What is a typical workweek like? One thing I enjoy about my career is that there is not really a "typical" week. I travel frequently with U.S. Cellular. Generally, I start my day around 5 a.m. at NuFIT and end my workday at about 8 p.m. When I'm on the road, my day may last a little longer.

What was your first job, and what do you remember about it? I had a paper route when I was 10 years old. I remember being so proud of making the "big bucks" and being able to buy gifts for my family and friends with my own money around the holidays.

How do you balance everything? I prioritize and organize my responsibilities with a list. I just know what I have to do every day and do it.

Which person has influenced you the most and why? My aunt Joyce taught me to be strong and independent, not willing to settle for mediocrity. She taught me to never settle for "good enough," but to continue working toward my goals until I had not just met them, but exceeded them. On a professional level, I was inspired by Conrad Hunter, the vice president of operations for my market. He taught me to always create an inspirational environment and take action. He incorporated his strong theological faith into his work and never compromised who he was.

Have you ever failed at something? How did you recover? Yes, many times! My past failures have served as ongoing learning experiences. They have taught me to keep working through setbacks and see them as opportunities rather than failures.

What does success mean to you? For me, success is reaching and surpassing my goals. It also means passing on traits to my daughter including family values, hard work and community involvement.

What was your proudest professional moment? The first time I received a promotion. This told me that my hard work had been recognized and rewarded.

What is your favorite stress-buster/leisure time diversion? Exercise! This is my time to focus on my physical and emotional wellness and forget the stressors of everyday life. For me, there's also nothing like getting lost in a good book to relax.

What is the biggest need in your community? Health. We need to get our kids and adults off the couch and encourage them to be more active, eat better and make more healthy choices in their lives.

What gives you reason for optimism in your community? I've only lived in Quincy for five years but I've never felt more like part of the community. The spirit of generosity and volunteerism in Quincy has inspired me to do more and try to be a better person, and to pass on those traits to future generations.

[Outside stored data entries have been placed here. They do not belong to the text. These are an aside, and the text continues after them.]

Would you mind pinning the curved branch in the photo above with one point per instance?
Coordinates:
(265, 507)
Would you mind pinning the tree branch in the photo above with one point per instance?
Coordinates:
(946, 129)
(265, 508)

If you could go back in time and give advice to yourself when you were in high school, what would it be? Step outside of your comfort zone. It's OK to read and be a bookworm or not to be what everyone else expects.

If you weren't working for U.S. Cellular, what would you be doing? It's hard to imagine after 15 years of working with U.S. Cellular. While I can't think of a specific field, it would be something in which I could be passionate and positively influence the lives of others.

If you could add a few more hours to the day, how would you spend them? I would spend more time with my husband and daughter.

Do you live by any mantra or saying? "You'll always miss 100 percent of the shots you don't take." -- Wayne Gretzky; "We make a living by what we get. We make a life by what we give." -- Sir Winston Churchill; The Golden Rule: Do unto others as you would have them do unto you.

Career aspirations aside, name one thing you definitely want to accomplish in your lifetime. I want to raise a well-adjusted, happy and successful daughter who puts family, God and community first. If I can accomplish that one task, I'll feel successful in all aspects of life.